I'm studying singularities in complex analysis and came across the following function:
$$f(z):=\frac{1}{z\cos(\frac{1}{z})}$$
I already figured out that $f$ has a non-isolated singularity in $0$ and that there are poles in $$z_k:=\frac{2}{\pi(1+2k)}$$ for $k\in\mathbb{Z}$, tending towards $0$ for $|k|\to\infty$. I am now trying to find out if the domain $$D_f:=\mathbb{C}\setminus(\{z_k|k\in\mathbb{Z}\}\cup\{0\}),$$ is closed, open or neither.
I already came up with a proof that $D_f$ cannot be closed because if $z\in\{z_k|k\in\mathbb{Z}\}\cup\{0\}$, there is no $\epsilon>0$ such that $B(z_1,\epsilon)\subseteq \{z_k|k\in\mathbb{Z}\}\cup\{0\}$ due to $z_k\le z_1$ for all $k\in\mathbb{Z}$.
Can one help me out with the rest?
Thank you in advance.
Best Answer
${D_f} = {\Bbb C}\backslash \left( {\left\{ {{z_k}} \right\}_{ - \infty }^\infty \cup \left\{ 0 \right\}} \right)$ is in fact open.

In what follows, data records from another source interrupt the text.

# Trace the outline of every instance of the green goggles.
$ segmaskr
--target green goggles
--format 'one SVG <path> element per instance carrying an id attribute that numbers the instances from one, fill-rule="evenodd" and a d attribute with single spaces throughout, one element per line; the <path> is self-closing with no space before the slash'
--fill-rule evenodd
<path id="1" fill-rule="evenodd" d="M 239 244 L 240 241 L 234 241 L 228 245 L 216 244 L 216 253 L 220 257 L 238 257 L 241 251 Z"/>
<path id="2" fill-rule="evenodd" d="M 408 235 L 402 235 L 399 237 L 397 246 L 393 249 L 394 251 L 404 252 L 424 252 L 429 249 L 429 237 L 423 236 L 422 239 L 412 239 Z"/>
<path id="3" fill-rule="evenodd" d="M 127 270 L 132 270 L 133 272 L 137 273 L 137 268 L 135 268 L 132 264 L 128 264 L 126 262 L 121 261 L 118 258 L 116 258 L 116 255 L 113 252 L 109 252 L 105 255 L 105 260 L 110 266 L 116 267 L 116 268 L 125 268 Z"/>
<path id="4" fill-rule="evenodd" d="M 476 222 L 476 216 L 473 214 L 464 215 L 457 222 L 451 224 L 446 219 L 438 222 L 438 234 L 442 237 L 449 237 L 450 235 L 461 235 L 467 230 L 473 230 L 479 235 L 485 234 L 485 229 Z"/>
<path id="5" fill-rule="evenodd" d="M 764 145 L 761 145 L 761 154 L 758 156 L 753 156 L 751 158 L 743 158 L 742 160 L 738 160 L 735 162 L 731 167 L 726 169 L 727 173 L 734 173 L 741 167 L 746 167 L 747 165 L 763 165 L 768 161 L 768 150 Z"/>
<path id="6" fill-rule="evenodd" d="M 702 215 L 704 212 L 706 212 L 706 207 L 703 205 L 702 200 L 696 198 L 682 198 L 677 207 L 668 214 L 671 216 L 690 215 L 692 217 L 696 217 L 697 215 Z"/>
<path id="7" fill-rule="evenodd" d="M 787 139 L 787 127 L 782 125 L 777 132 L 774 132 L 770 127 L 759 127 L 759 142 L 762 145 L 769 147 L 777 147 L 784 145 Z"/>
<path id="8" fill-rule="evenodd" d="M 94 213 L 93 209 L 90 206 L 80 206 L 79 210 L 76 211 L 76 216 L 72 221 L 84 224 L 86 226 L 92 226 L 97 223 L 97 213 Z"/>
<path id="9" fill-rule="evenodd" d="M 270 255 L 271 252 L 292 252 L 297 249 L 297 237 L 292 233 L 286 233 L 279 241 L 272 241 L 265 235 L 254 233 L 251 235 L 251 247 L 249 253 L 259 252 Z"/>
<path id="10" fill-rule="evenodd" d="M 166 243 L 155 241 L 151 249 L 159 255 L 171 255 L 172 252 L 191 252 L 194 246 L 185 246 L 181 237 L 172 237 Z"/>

I believe it is easier to see that $B = \left\{ {{z_k}} \right\}_{ - \infty }^\infty \cup \left\{ 0 \right\}$ is closed.
According to this:
Prove that a set is closed iff it contains all its accumulation points
it suffices to check that $B$ contains all of its accumulation points.
Well the set $B$ has only one accumulation point and it's $0$ and it's contained in $B$.
Thus $B$ is closed and $${D_f} = {\Bbb C}\backslash B$$ is open.
Alternatively we can show that the set $B$ is closed by showing that it contains all of its boundary points.
By the definition of a boundary point ($x$ is a boundary points of $B$ if every neighborhood of $x$ contains at least one element in $B$ and at least one element not in $B$) we conclude that every point in $B$ is a boundary point. Thus $B$ is closed.